Lifson and his late colleague Michael Piatak, Ph.D. took on the challenge. They developed an assay they designated a “quantitative competitive PCR.” It was one of the first tests that could sensitively and accurately quantify HIV nucleic acids in control samples, and their laboratory validation of the technique was published in BioTechniques in 1993. 

To validate the method on actual clinical specimens, Lifson and Piatak obtained patient samples from Drs. George Shaw and Michael Saag at the University of Alabama, Birmingham and conducted a blinded analysis.

Shaw and Saag were blown away when they saw the results, Lifson said. All of the patient samples tested positive for HIV, including many less sick HIV-infected patients that had scored negative with conventional tests.

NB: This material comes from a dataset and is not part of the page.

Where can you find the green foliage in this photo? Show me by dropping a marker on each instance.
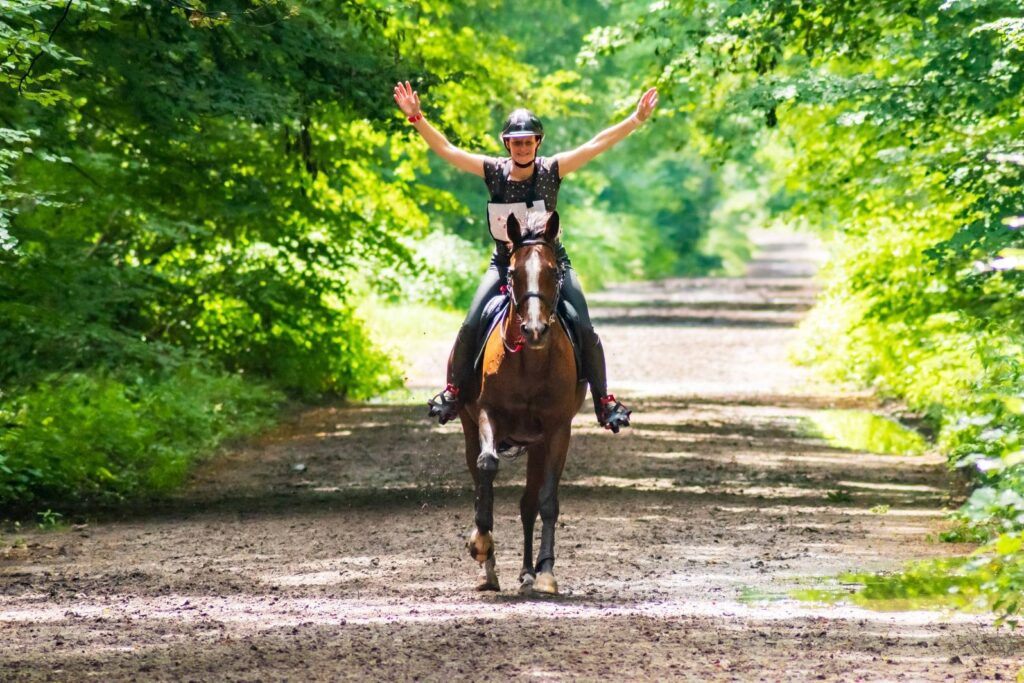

Levels of HIV RNA measured with the new test correlated with the stage of patients’ disease, and virus levels decreased during treatment with the antiretroviral drug AZT. The researchers authored a benchmark publication in Science in 1993. 

This was a gamechanger for the HIV community. The ability to quantify the virus led to a better understanding of the disease process and assessment of investigative treatments. “Measurements of viral RNA in the blood – known as viral load testing – became a  cornerstone of the drug evaluation process as well as clinical evaluation to know whether a patient was being treated effectively,” Lifson said.